Université de Gabès Cité Riadh, Zerig 6072 Gabès
M. Ould Sidi Mouhamed
CMAP-Mauritanie
Ilot D lot N° 39 BP 1193 Nouakchott Mauritanie
La crise financière internationale a contribué à la dégradation des situations socio-économiques des pays maghrébins, en termes de chômage, de pauvreté et d'inégalités. Conjuguée avec la répression politique, cette dégradation a incité les peuples arabes a changé leurs destins.
Le mouvement de contestation libératoire et social qui a commencé de gagner la région MENA a pour objectif de mettre en place un nouveau système économico-socio-politique capable de garantir la dignité humaine et de favoriser la bonne gouvernance économique et politique.
La présente communication tente de montrer que la qualité de la gouvernance économique et politique, issue de ces mouvements de contestation, pourra constituer une source de prospérité socio-économique dans les pays du Maghreb.
Mots clés: Crise, indicateurs sociaux, pays maghrébins, gouvernance économique et politique, développement.
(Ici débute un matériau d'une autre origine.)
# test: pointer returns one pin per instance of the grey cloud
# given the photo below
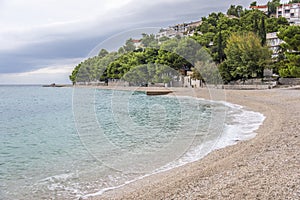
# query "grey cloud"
(82, 41)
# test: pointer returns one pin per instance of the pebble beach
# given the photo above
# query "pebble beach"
(265, 167)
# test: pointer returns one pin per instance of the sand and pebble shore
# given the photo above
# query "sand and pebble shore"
(266, 167)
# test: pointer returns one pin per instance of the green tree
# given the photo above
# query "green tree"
(291, 37)
(245, 57)
(129, 45)
(102, 53)
(272, 6)
(262, 31)
(254, 3)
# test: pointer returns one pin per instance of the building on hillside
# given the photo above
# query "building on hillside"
(273, 43)
(289, 11)
(179, 30)
(137, 43)
(263, 8)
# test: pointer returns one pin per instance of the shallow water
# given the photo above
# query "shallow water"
(51, 150)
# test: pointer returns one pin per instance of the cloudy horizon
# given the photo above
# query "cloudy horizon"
(42, 41)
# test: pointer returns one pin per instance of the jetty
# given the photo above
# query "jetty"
(158, 92)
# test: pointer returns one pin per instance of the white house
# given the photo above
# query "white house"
(273, 43)
(289, 11)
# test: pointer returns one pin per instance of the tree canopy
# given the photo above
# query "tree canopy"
(235, 42)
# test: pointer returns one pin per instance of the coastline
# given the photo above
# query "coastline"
(263, 167)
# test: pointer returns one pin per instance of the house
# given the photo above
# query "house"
(289, 11)
(273, 43)
(181, 30)
(137, 43)
(263, 8)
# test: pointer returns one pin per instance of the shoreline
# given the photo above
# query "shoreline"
(244, 170)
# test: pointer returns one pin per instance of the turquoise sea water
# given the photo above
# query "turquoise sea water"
(60, 143)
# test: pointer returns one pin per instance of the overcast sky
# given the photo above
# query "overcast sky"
(42, 41)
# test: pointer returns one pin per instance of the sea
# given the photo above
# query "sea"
(75, 143)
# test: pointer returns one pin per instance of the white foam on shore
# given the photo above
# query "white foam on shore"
(242, 126)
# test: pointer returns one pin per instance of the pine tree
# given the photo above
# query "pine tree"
(262, 31)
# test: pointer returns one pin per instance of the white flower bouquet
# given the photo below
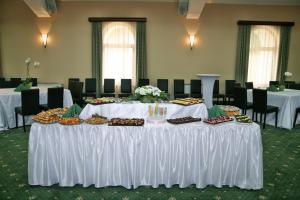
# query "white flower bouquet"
(149, 94)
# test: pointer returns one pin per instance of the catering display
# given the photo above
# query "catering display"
(126, 122)
(183, 120)
(218, 120)
(187, 101)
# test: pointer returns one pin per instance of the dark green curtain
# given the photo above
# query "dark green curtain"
(283, 56)
(97, 55)
(242, 54)
(141, 53)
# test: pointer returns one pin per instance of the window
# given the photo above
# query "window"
(263, 56)
(119, 51)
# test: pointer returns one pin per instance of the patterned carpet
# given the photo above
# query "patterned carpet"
(281, 175)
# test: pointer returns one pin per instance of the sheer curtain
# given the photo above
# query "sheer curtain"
(263, 56)
(119, 51)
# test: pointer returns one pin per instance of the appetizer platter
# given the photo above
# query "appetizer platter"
(126, 122)
(183, 120)
(187, 101)
(218, 120)
(243, 119)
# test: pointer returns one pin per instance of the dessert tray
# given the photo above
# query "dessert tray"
(187, 101)
(126, 122)
(218, 120)
(183, 120)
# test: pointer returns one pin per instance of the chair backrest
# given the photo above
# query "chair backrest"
(216, 87)
(229, 86)
(109, 85)
(240, 97)
(273, 83)
(143, 82)
(260, 100)
(55, 97)
(163, 85)
(125, 85)
(178, 86)
(30, 100)
(195, 86)
(90, 85)
(249, 85)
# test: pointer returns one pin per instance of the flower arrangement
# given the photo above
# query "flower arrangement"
(149, 94)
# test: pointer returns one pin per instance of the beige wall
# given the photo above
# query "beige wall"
(68, 53)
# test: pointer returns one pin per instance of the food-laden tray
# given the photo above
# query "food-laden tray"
(218, 120)
(96, 120)
(70, 121)
(243, 119)
(126, 122)
(187, 101)
(183, 120)
(99, 101)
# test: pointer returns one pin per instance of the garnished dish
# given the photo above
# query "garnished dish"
(230, 110)
(243, 118)
(98, 101)
(96, 119)
(183, 120)
(69, 121)
(218, 120)
(187, 101)
(126, 122)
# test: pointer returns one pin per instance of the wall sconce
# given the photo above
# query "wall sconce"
(44, 39)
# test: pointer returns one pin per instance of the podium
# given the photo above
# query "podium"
(207, 82)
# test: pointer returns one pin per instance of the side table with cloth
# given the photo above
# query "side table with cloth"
(196, 153)
(9, 99)
(140, 110)
(287, 101)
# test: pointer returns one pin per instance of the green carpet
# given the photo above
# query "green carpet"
(281, 175)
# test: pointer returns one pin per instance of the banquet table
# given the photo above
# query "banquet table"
(9, 99)
(287, 101)
(153, 154)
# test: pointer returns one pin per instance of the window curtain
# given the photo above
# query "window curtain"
(141, 53)
(285, 32)
(242, 58)
(97, 55)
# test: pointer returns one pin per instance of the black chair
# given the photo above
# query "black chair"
(229, 90)
(72, 80)
(55, 98)
(260, 105)
(76, 88)
(125, 88)
(276, 83)
(109, 88)
(240, 99)
(179, 89)
(90, 87)
(30, 100)
(143, 82)
(163, 85)
(196, 88)
(249, 85)
(296, 116)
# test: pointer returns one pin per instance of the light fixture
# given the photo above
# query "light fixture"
(44, 39)
(192, 41)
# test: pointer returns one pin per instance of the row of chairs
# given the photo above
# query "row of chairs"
(14, 82)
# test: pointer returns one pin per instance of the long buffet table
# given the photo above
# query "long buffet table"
(153, 154)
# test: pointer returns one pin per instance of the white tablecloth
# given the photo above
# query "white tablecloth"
(196, 153)
(287, 101)
(9, 99)
(140, 110)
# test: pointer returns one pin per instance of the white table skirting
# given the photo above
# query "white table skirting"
(228, 154)
(140, 110)
(9, 99)
(287, 101)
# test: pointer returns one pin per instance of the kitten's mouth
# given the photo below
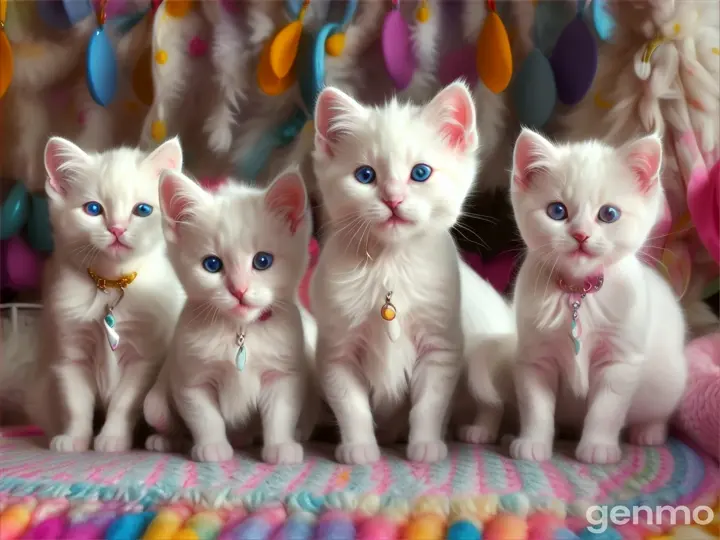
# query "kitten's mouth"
(394, 221)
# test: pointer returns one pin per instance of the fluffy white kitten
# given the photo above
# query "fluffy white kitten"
(393, 180)
(103, 209)
(584, 211)
(239, 346)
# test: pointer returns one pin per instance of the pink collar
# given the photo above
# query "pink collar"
(590, 284)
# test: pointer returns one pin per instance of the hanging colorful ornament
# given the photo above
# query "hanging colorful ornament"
(494, 57)
(102, 68)
(275, 68)
(574, 59)
(400, 61)
(310, 63)
(533, 90)
(77, 10)
(602, 20)
(15, 210)
(6, 58)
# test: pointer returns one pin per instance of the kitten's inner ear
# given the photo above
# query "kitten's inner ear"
(531, 155)
(453, 111)
(62, 159)
(166, 156)
(336, 113)
(644, 158)
(179, 198)
(288, 197)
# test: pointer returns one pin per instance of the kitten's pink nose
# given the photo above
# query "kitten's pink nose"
(117, 231)
(580, 237)
(393, 203)
(238, 293)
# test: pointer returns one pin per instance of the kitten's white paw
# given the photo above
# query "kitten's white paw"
(427, 452)
(219, 451)
(598, 453)
(357, 454)
(158, 443)
(156, 412)
(477, 434)
(116, 442)
(648, 434)
(68, 443)
(530, 450)
(288, 453)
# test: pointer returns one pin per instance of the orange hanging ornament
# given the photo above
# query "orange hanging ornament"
(494, 57)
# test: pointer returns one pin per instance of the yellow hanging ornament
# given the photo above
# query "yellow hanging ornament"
(284, 46)
(6, 58)
(494, 57)
(423, 12)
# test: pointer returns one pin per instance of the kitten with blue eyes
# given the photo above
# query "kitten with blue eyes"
(393, 334)
(243, 346)
(110, 295)
(600, 334)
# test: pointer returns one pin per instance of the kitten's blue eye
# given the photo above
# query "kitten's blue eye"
(212, 264)
(365, 174)
(262, 261)
(420, 172)
(557, 211)
(609, 214)
(142, 210)
(93, 208)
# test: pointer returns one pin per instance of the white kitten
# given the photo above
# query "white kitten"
(103, 209)
(239, 345)
(584, 211)
(393, 180)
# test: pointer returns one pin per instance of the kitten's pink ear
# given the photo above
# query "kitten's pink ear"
(531, 155)
(644, 157)
(287, 196)
(166, 156)
(453, 111)
(335, 115)
(62, 161)
(179, 198)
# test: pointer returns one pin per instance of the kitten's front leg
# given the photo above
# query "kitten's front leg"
(77, 393)
(347, 394)
(537, 385)
(280, 404)
(609, 401)
(207, 426)
(432, 386)
(125, 406)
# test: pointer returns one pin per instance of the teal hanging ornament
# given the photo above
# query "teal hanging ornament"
(101, 68)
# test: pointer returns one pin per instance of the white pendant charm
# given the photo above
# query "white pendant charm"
(112, 335)
(241, 357)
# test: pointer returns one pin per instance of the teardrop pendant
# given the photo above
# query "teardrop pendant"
(389, 313)
(241, 354)
(112, 336)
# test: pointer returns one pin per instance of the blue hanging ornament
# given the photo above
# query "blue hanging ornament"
(574, 60)
(102, 68)
(15, 211)
(602, 20)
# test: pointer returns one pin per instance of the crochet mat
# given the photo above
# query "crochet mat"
(673, 474)
(477, 493)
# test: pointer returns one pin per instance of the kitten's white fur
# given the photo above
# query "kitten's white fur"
(77, 370)
(361, 369)
(631, 368)
(200, 375)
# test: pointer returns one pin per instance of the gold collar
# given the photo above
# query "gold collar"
(121, 283)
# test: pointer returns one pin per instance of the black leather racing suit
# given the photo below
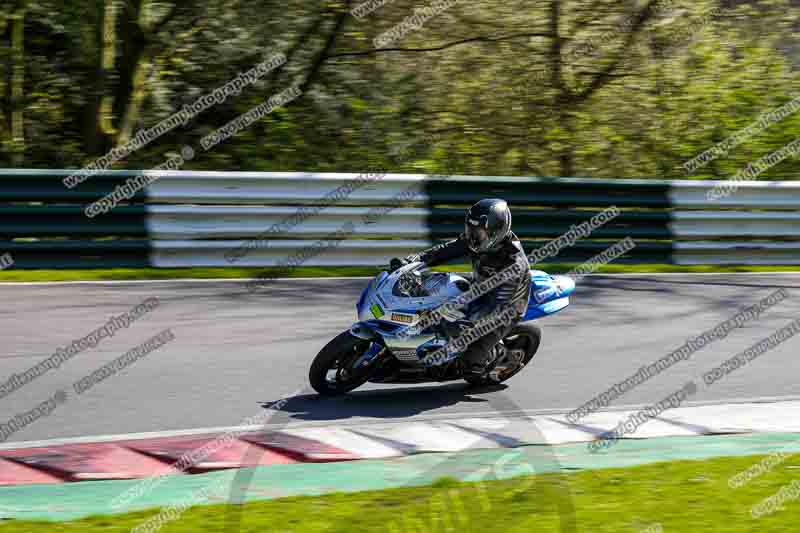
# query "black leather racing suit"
(485, 265)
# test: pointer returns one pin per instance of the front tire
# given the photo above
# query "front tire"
(338, 356)
(525, 336)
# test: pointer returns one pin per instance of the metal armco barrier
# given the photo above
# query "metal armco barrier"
(186, 219)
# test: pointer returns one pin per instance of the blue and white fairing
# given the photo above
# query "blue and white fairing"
(549, 294)
(387, 311)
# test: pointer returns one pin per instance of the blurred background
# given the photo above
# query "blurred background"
(593, 88)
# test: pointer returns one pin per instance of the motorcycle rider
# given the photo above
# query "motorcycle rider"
(492, 247)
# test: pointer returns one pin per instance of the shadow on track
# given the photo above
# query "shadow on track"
(385, 403)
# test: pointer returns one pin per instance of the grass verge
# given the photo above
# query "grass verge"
(680, 496)
(324, 272)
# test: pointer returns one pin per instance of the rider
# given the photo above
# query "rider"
(492, 247)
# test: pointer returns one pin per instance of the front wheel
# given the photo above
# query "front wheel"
(332, 372)
(521, 344)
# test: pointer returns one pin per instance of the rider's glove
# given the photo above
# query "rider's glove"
(396, 264)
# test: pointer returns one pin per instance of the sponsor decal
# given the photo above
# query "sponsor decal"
(377, 312)
(406, 319)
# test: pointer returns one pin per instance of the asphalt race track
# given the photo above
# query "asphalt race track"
(234, 352)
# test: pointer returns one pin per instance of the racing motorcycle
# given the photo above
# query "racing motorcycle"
(391, 340)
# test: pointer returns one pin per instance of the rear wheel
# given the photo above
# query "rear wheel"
(332, 372)
(521, 344)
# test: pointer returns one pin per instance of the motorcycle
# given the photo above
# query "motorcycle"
(391, 340)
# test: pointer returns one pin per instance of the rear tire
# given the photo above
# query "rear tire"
(527, 336)
(338, 355)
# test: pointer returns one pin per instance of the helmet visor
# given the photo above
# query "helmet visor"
(477, 237)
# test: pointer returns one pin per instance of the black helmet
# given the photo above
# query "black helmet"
(487, 223)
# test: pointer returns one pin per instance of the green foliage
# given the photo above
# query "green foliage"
(558, 87)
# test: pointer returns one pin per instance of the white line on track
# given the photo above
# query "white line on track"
(522, 413)
(245, 280)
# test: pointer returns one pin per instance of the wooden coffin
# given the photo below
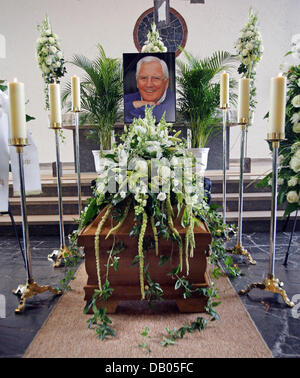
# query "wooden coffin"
(125, 281)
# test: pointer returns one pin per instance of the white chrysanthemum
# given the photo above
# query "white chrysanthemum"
(296, 127)
(295, 163)
(293, 181)
(161, 196)
(296, 101)
(292, 196)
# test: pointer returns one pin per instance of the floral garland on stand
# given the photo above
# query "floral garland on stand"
(250, 50)
(289, 150)
(153, 201)
(154, 42)
(49, 57)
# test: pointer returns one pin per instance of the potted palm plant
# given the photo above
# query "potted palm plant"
(101, 94)
(199, 94)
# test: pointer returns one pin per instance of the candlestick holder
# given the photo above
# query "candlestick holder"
(238, 249)
(271, 283)
(76, 112)
(224, 156)
(59, 255)
(31, 288)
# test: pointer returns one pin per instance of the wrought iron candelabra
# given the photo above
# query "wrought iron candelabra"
(59, 255)
(271, 283)
(31, 288)
(77, 158)
(238, 249)
(224, 162)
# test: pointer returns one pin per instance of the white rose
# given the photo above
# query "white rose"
(142, 167)
(48, 61)
(52, 49)
(161, 196)
(296, 127)
(293, 181)
(246, 61)
(164, 172)
(280, 181)
(296, 101)
(123, 194)
(295, 164)
(292, 196)
(295, 117)
(101, 187)
(280, 159)
(245, 52)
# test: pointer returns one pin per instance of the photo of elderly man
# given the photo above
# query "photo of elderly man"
(152, 87)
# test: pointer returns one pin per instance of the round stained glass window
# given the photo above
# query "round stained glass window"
(173, 35)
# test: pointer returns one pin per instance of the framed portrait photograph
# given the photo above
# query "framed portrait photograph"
(149, 80)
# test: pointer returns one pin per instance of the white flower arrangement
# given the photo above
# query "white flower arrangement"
(250, 49)
(154, 42)
(49, 56)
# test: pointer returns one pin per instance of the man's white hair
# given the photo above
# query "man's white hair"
(148, 59)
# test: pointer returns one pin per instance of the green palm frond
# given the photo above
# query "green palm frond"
(101, 90)
(199, 92)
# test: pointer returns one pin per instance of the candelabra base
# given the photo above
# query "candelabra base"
(58, 255)
(238, 249)
(29, 290)
(271, 284)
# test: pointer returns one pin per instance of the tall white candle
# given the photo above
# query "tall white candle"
(17, 115)
(224, 90)
(243, 100)
(277, 104)
(75, 93)
(55, 104)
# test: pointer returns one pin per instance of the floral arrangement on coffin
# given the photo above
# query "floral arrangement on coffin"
(153, 200)
(289, 149)
(250, 50)
(154, 42)
(49, 57)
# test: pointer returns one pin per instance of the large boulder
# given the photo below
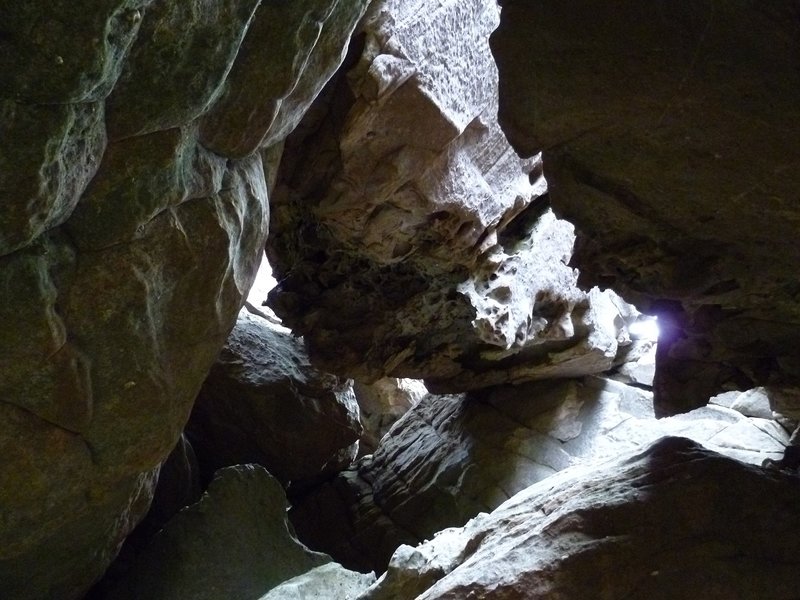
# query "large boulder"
(675, 521)
(264, 403)
(234, 542)
(669, 138)
(451, 457)
(408, 237)
(126, 248)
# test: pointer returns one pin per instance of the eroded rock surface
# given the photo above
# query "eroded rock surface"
(381, 404)
(126, 247)
(408, 237)
(451, 457)
(677, 162)
(264, 403)
(675, 521)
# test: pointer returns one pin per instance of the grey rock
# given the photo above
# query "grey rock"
(451, 457)
(409, 239)
(233, 543)
(381, 404)
(326, 582)
(49, 155)
(591, 533)
(51, 53)
(161, 85)
(263, 402)
(716, 268)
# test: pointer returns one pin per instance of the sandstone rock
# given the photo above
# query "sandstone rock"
(122, 268)
(290, 53)
(714, 84)
(161, 86)
(675, 521)
(51, 53)
(233, 543)
(451, 457)
(43, 176)
(326, 582)
(263, 402)
(408, 238)
(381, 404)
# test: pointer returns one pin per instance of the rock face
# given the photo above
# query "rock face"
(126, 246)
(264, 403)
(381, 404)
(451, 457)
(677, 164)
(676, 521)
(233, 543)
(408, 237)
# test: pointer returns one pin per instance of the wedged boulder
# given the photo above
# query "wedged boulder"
(264, 403)
(451, 457)
(674, 521)
(408, 237)
(330, 581)
(234, 542)
(676, 164)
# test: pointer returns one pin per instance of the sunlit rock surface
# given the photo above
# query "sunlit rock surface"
(409, 239)
(675, 521)
(451, 457)
(669, 137)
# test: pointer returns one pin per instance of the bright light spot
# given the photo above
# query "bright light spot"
(646, 328)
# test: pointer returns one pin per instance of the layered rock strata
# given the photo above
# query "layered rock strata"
(675, 521)
(451, 457)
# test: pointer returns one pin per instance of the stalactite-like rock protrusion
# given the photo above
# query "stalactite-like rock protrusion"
(409, 239)
(670, 141)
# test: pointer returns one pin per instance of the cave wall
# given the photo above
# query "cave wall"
(669, 132)
(139, 141)
(409, 239)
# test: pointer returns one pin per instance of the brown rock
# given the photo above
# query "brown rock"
(674, 161)
(233, 543)
(263, 402)
(410, 240)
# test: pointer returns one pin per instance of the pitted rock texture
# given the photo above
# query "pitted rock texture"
(451, 457)
(676, 521)
(408, 237)
(677, 162)
(126, 248)
(234, 542)
(264, 403)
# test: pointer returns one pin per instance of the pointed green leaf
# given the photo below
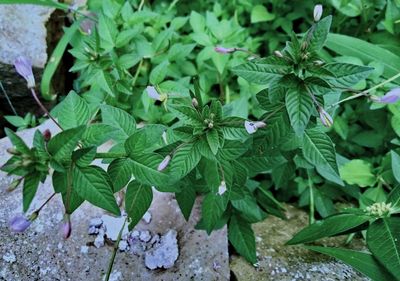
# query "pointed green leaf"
(362, 262)
(137, 201)
(242, 238)
(92, 184)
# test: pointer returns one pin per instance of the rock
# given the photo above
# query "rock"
(197, 250)
(113, 225)
(164, 253)
(286, 263)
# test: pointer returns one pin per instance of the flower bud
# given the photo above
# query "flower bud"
(222, 188)
(14, 184)
(391, 97)
(13, 151)
(19, 223)
(223, 50)
(24, 68)
(195, 103)
(278, 54)
(317, 12)
(251, 127)
(66, 227)
(164, 163)
(47, 135)
(326, 119)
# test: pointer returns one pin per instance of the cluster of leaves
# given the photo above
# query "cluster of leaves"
(198, 130)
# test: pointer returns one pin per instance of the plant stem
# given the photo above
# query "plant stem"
(8, 99)
(312, 210)
(114, 253)
(110, 155)
(364, 93)
(44, 108)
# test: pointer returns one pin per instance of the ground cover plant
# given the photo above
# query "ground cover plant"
(245, 104)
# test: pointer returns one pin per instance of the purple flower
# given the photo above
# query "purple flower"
(317, 12)
(24, 68)
(326, 119)
(223, 50)
(19, 223)
(391, 97)
(66, 227)
(153, 94)
(222, 188)
(251, 127)
(164, 163)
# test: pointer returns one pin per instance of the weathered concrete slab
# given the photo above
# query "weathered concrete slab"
(41, 254)
(291, 263)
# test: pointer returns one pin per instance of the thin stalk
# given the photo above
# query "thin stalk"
(110, 155)
(44, 108)
(114, 253)
(8, 99)
(312, 208)
(364, 93)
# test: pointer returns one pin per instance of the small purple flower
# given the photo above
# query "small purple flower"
(223, 50)
(19, 223)
(164, 163)
(391, 97)
(24, 68)
(222, 188)
(66, 227)
(326, 119)
(153, 94)
(317, 12)
(251, 127)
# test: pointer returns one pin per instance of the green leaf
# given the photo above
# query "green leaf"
(186, 199)
(159, 72)
(384, 242)
(31, 183)
(358, 172)
(119, 119)
(137, 201)
(213, 140)
(120, 172)
(318, 149)
(70, 197)
(395, 165)
(72, 112)
(262, 71)
(347, 75)
(249, 209)
(184, 160)
(242, 238)
(18, 143)
(299, 105)
(362, 262)
(144, 169)
(318, 34)
(92, 184)
(84, 156)
(330, 226)
(260, 14)
(63, 144)
(212, 209)
(367, 52)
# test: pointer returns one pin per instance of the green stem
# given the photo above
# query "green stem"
(114, 253)
(364, 93)
(312, 210)
(110, 155)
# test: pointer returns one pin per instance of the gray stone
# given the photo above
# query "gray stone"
(286, 263)
(38, 256)
(164, 253)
La crise financière et économique actuelle est la pire crise qu'ait connue le monde depuis la grande dépression. Cette crise, qui a débuté sur les principales places financières du globe, s'est propagée à toute l'économie mondiale avec d'importantes incidences dans les sphères économique, sociale et politique.
Pour les pays maghrébins, en particulier, les incidences de la crise sont plus marquées que ne le laissaient entrevoir nombre des prévisions faites initialement. En effet, du fait de la fragilité et de la volatilité des économies maghrébines et de la faiblesse de leurs ressorts internes de croissance, la crise a contribué à la dégradation des principaux indicateurs sociaux: aggravation du chômage, de la pauvreté et des inégalités. Il s'agit de la goutte qui a fait déborder le vase. En effet, sous la pression de la répression politique dans laquelle ils vivaient depuis des décennies et de l'accélération des inégalités socio-économiques, les peuples arabes ont décidé de changer le destin de leurs nations. En dépit de la diversité des pistes suivies (révolution ou simples manifestations), l'objectif des peuples est unique: mettre en place un système socio-économico-politique garantissant la dignité humaine et favorisant la bonne gouvernance.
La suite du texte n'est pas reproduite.